FONTERRA BRANDS PHILS., INC. v. LEONARDO LARGADO AND TEOTIMO ESTRELLADO

Respondents, by accepting the conditions of the contract, cannot now argue that they were illegally
dismissed when their contracts were not renewed after expiration.
Facts: Fonterra contracted the services of Zytron for the marketing of its dairy products. Pursuant
to the contract, Zytron provided Fonterra with trade merchandising representatives (TMRs),
including herein respondents. Subsequently, Fonterra sent Zytron a letter terminating its
promotions contract and it soon entered into an agreement for manpower supply with A.C. Sicat
Marketing and Promotional Services. Respondents submitted their job applications with A.C.

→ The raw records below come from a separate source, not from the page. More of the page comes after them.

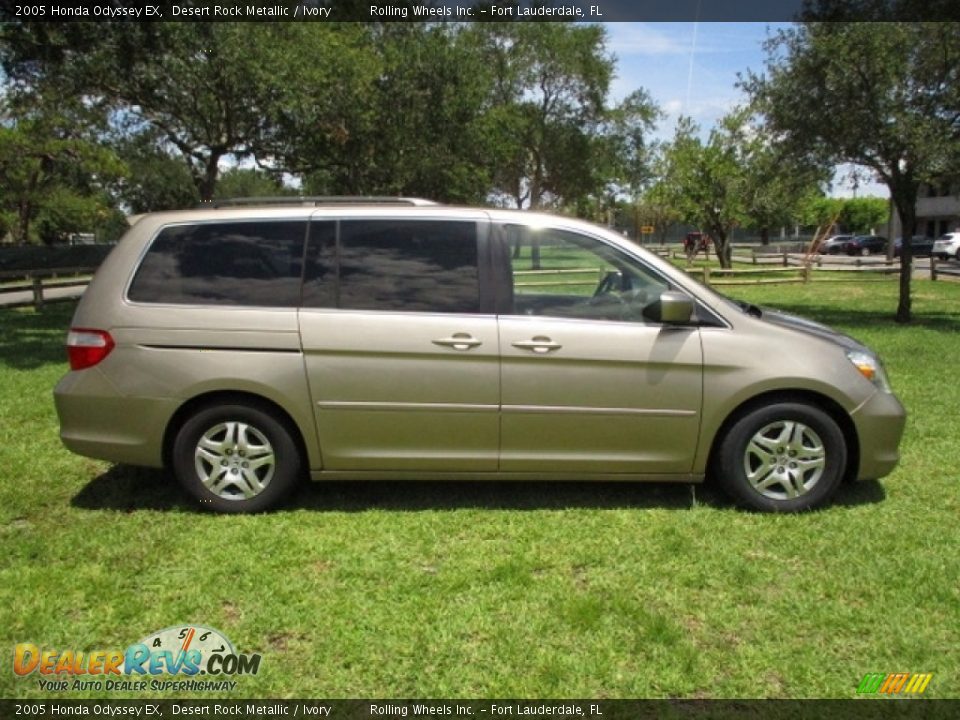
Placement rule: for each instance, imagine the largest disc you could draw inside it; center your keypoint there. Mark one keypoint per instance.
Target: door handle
(459, 341)
(539, 344)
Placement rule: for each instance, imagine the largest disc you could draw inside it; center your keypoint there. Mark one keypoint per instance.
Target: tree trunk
(23, 223)
(208, 182)
(722, 247)
(903, 191)
(906, 207)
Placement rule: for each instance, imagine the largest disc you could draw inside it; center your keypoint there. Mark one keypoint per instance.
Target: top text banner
(464, 11)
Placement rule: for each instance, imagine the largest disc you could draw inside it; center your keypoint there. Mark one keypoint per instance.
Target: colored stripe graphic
(894, 683)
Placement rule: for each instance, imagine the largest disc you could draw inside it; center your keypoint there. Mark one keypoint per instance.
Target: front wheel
(236, 458)
(785, 457)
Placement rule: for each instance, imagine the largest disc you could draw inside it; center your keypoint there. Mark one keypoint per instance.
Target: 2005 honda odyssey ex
(247, 346)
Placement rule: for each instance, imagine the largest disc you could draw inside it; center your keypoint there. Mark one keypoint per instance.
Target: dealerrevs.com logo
(170, 659)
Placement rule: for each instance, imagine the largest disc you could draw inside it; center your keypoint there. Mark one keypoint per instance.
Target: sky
(691, 69)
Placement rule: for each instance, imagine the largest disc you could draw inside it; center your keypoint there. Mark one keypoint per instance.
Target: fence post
(37, 291)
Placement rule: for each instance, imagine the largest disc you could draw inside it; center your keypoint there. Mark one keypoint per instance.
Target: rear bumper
(96, 421)
(879, 422)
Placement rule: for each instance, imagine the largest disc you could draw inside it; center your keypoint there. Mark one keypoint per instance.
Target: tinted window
(241, 263)
(556, 273)
(320, 272)
(414, 266)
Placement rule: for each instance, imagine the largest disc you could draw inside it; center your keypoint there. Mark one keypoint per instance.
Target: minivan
(246, 346)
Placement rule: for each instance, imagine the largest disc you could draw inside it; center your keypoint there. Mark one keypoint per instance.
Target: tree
(211, 90)
(707, 179)
(157, 180)
(248, 182)
(417, 125)
(547, 106)
(51, 174)
(882, 95)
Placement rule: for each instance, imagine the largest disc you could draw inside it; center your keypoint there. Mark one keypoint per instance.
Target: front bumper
(880, 422)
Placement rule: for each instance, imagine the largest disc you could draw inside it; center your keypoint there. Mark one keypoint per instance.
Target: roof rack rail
(317, 200)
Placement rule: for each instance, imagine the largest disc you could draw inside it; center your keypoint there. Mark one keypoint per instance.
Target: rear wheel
(236, 458)
(786, 457)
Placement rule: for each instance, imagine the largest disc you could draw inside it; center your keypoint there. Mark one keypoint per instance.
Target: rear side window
(398, 265)
(240, 263)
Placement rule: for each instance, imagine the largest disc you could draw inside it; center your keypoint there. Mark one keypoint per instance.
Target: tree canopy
(882, 95)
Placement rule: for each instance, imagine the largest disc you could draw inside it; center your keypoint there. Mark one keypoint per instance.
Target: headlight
(870, 367)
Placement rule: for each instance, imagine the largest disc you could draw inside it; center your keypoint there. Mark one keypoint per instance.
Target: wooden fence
(36, 282)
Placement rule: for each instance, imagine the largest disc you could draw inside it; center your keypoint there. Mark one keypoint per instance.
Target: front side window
(408, 266)
(556, 273)
(240, 263)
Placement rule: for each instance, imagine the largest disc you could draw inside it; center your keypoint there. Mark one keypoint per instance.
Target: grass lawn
(503, 590)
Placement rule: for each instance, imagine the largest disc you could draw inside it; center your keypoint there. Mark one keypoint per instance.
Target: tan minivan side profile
(247, 346)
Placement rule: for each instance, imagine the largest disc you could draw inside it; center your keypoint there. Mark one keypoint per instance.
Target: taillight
(86, 347)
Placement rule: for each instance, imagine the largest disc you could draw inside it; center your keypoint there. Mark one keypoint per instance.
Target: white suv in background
(947, 246)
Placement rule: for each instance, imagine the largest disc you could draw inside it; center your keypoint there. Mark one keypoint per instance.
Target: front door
(402, 362)
(588, 384)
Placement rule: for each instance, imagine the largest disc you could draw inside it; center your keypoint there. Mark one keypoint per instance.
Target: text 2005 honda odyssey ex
(247, 346)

Sicat, which hired them for a term of five months. When respondents 5-month contracts with A.C.
Sicat were about to expire, they allegedly sought renewal thereof, but were allegedly refused.
Respondents filed complaints for illegal dismissal, regularization, nonpayment of service incentive
leave and 13th month pay, and actual and moral damages, against Zytron and A.C. Sicat.
Issues: 1. Whether Zytron and A.C. Sicat are labor-only contractors
2. Whether respondents were illegally dismissed
Ruling:
1. Yes. A person is considered engaged in legitimate job contracting or subcontracting if the
Following conditions concur:
The contractor or subcontractor carries on a distinct and independent business and
undertakes to perform the job, work or service on its own account and under its own
responsibility according to its own manner and method, and free from the control and
direction of the principal in all matters connected with the performance of the work except
as to the results thereof;
The contractor or subcontractor has substantial capital or investment; and

The agreement between the principal and contractor or subcontractor assures the
contractual employees entitlement to all labor and occupational safety and health
standards, free exercise of the right to self-organization, security of tenure, and social
and welfare benefits.
2. No. The termination of respondents employment with the latter was simply brought about by
the expiration of their employment contracts. Respondents were employed by A.C. Sicat as
project employees. In their employment contract with the latter, it is clearly stated that [A.C. Sicat
is] temporarily employing [respondents] as TMR[s] effective June 6, 2006 under the following
terms and conditions: The need for your service being only for a specific project, your temporary
employment will be for the duration only of said project of our client, namely to promote
FONTERRA BRANDS products xxx which is expected to be finished on or before Nov. 06, 2006.
Non-renewal of their contracts by A.C. Sicat is a management prerogative, and failure of
respondents to prove that such was done in bad faith militates against their contention that they
were illegally dismissed. The expiration of their contract with A.C. Sicat simply caused the natural
cessation of their fixed-term employment thereat.